KI, Big Data und die Zukunftschancen für den stationären Handel

Die Schlagworte Big Data, Predictive Analytics und künstliche Intelligenz sind derzeit in aller Munde. Handel und Industrie sind auf der Suche nach neuen Strategien. Und jeder fragt sich: Wie reagieren unsere Kunden auf die neuen Trends?

 

Gerade im Nahrungsmitteleinzelhandel herrschen – wenn es um die digitale Transformation geht – gewisse Unsicherheiten. Allen Unkenrufen zu trotz, glaube ich aber, dass der stationäre Handel trotz allem gute Zukunftschancen hat. Vorausgesetzt, man denkt in komplett neuen Bahnen, und das am besten sofort!

 

In den kommenden Jahren werden Technologien der Smarten Prognostik in die Verkaufsprozesse der Foodbranche einziehen und intelligente, digitale Assistenzsysteme Kaufentscheidungen treffen. Auf Basis von Datenanalyse verstehen diese Systeme, wie ihr Besitzer „tickt“, welche Kundenbedürfnisse er hat und wie sich diese von Moment zu Moment situativ verändern. Kaufentscheidungen sind folglich nicht nur individuell verschieden, sondern auch situativ verschieden.

 

Standard ist vorbei. Und dieser Umstand führt zu einer durchgreifenden Veränderung unserer Märkte und unserer Kunden-Kommunikation.

Michael Carl, Geschäftsführer,
2b AHEAD ThinkTank GmbH

 

Für den stationären Handel liegt die Zukunft in neuen – und vor allem individuellen – Verkaufsstrategien. Die Kundenbedürfnisse werden immer differenzierter, eine Antwort reicht nicht mehr. Geben Sie den Kunden einen Grund in den stationären Handel zu kommen. Entwickeln Sie dafür Ihre eigene Strategie. Und glauben Sie nicht vorschnell jedem Trend! Trends sind keine Naturgesetze. Abgucken wird nur selten funktionieren – auch innerhalb der gleichen Branche oder der gleichen Nische können die jeweiligen Einflüsse, Chancen und Risiken sehr unterschiedlich sein.

 

Vor allem im Bereich des Premium-Segments werden die Ladengeschäfte zukünftig punkten. Denn beim Premium der Zukunft suchen Kunden ganz bewusst nicht nach rationalen Antworten. Sie agieren vielmehr nach der Logik des „Identitätsmanagements“. Es geht um die Frage: Was wissen meine Freunde und Bekannten – und letztendlich auch mein Ego über mich, wenn ich in diesen Laden gehe? Bin ich besonders sparsam, besonders luxusorientiert, besonders öko, besonders regional verwurzelt und so weiter.

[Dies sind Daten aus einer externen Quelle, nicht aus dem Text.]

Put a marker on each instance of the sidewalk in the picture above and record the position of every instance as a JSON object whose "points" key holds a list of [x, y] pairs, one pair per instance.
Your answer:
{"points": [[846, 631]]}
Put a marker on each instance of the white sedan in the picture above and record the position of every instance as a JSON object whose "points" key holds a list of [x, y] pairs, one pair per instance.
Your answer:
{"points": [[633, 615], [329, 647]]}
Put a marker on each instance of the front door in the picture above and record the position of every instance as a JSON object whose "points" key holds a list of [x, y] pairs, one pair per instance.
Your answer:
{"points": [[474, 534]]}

Michael Carl, Geschäftsführer,
2b AHEAD ThinkTank GmbH
Michael Carl, Geschäftsführer,
 2b AHEAD ThinkTank GmbH

 

Der stationäre Händler im Premium-Segment wird der Identitätsmanager seiner Kunden sein

Sie müssen Ihren Kunden kennen und wissen, was er will, und das noch schneller als in Echtzeit. Dann können Sie ihm einen guten Grund geben, dass er zu Ihnen in den Laden kommt. Um dementsprechend nah an seinen Kunden heranzukommen, müssen Unternehmen anders arbeiten als gewohnt – und zwar auf allen Ebenen.

 

Meine fünf Anti-Regeln für Innovation und Freiraum:

1.     Überschreite deine Kompetenzen. 


2.     Umgehe alle Vorschriften, die dein Projekt gefährden könnten. 


3.     Verbrenne deine Stellenbeschreibung. 

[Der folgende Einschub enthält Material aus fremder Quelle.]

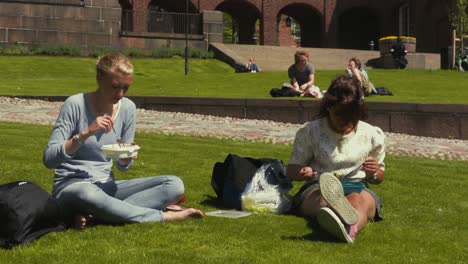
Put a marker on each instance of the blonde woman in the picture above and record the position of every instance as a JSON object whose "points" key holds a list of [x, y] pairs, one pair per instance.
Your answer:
{"points": [[84, 183]]}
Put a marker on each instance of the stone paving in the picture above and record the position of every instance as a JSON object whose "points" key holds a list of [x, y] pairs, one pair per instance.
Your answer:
{"points": [[42, 112]]}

4.     Arbeite daran, dass du jeden Tag gefeuert werden kannst. 


5.     Es ist besser, nachher um Entschuldigung, als vorher um
Genehmigung zu bitten. 


 

Lösen Sie sich vom gelernten Standard. Seien Sie frei für Neues. Es geht darum, neue Rahmenbedingungen zu schaffen, um neue Antworten auf neue Fragen zu bekommen.